The only two points I've not addressed are:
# Make {{CONN_STRING}} configurable: I still think this is a little bit early 
for the POC stage. Adding this support is quick, though. 
# We need to redesign the way to store metrics for Phoenix. Explicit using 
HBase timestamp (PHOENIX-914) is not available in trunk. Meanwhile, YARN-3551 
is changing the object model and removing startTime and endTime that are part 
of the primary key for Phoenix. I've marked YARN-3551 as blocking this JIRA and 
will follow up. 

> [Storage implementation] Exploiting the option of using Phoenix to access 
> HBase backend
> ---------------------------------------------------------------------------------------
>
>                 Key: YARN-3134
>                 URL: https://issues.apache.org/jira/browse/YARN-3134
>             Project: Hadoop YARN
>          Issue Type: Sub-task
>          Components: timelineserver
>            Reporter: Zhijie Shen
>            Assignee: Li Lu
>         Attachments: YARN-3134-040915_poc.patch, YARN-3134-041015_poc.patch, 
> YARN-3134-041415_poc.patch, YARN-3134-042115.patch, YARN-3134-042715.patch, 
> YARN-3134DataSchema.pdf
>
>
> Quote the introduction on Phoenix web page:
> {code}
> Apache Phoenix is a relational database layer over HBase delivered as a 
> client-embedded JDBC driver targeting low latency queries over HBase data. 

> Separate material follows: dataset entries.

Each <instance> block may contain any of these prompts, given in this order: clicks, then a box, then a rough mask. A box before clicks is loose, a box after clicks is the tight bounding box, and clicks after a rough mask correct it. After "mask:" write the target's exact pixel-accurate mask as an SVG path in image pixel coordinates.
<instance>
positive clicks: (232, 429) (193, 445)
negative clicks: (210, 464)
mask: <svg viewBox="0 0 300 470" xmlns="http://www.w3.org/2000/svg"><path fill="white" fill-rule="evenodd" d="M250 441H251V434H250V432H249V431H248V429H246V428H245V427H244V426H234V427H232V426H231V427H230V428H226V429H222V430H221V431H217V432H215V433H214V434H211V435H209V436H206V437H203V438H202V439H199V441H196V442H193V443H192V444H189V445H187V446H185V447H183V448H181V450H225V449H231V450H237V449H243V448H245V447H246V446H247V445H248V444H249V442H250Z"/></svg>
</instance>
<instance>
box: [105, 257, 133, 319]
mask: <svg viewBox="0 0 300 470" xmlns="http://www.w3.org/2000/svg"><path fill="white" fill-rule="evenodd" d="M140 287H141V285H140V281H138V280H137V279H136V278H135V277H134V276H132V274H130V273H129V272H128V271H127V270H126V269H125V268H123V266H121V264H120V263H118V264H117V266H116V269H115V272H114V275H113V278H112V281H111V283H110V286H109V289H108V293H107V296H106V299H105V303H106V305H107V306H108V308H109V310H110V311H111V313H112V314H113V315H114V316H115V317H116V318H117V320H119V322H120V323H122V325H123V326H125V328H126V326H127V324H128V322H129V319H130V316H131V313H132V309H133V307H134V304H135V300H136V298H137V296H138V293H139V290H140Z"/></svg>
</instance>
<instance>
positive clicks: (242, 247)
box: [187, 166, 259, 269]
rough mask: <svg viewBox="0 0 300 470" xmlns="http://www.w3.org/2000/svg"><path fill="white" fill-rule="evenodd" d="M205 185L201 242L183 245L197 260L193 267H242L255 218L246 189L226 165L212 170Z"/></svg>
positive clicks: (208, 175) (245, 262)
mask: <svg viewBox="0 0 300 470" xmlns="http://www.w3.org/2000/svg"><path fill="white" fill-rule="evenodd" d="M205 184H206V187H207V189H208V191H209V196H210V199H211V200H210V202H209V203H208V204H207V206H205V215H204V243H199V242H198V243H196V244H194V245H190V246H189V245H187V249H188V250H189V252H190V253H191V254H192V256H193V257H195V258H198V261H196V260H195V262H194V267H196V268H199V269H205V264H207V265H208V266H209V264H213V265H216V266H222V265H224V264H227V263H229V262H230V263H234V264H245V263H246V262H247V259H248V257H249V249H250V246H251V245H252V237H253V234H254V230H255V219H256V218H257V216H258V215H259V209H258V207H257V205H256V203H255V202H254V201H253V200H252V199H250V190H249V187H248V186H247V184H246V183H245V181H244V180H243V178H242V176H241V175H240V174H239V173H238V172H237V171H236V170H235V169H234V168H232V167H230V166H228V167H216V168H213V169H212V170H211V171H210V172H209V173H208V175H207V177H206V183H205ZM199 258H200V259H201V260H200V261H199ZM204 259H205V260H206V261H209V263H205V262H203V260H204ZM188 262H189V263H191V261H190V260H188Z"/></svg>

> Apache Phoenix takes your SQL query, compiles it into a series of HBase 
> scans, and orchestrates the running of those scans to produce regular JDBC 
> result sets. The table metadata is stored in an HBase table and versioned, 
> such that snapshot queries over prior versions will automatically use the 
> correct schema. Direct use of the HBase API, along with coprocessors and 
> custom filters, results in performance on the order of milliseconds for small 
> queries, or seconds for tens of millions of rows.
> {code}
> It may simply our implementation read/write data from/to HBase, and can 
> easily build index and compose complex query.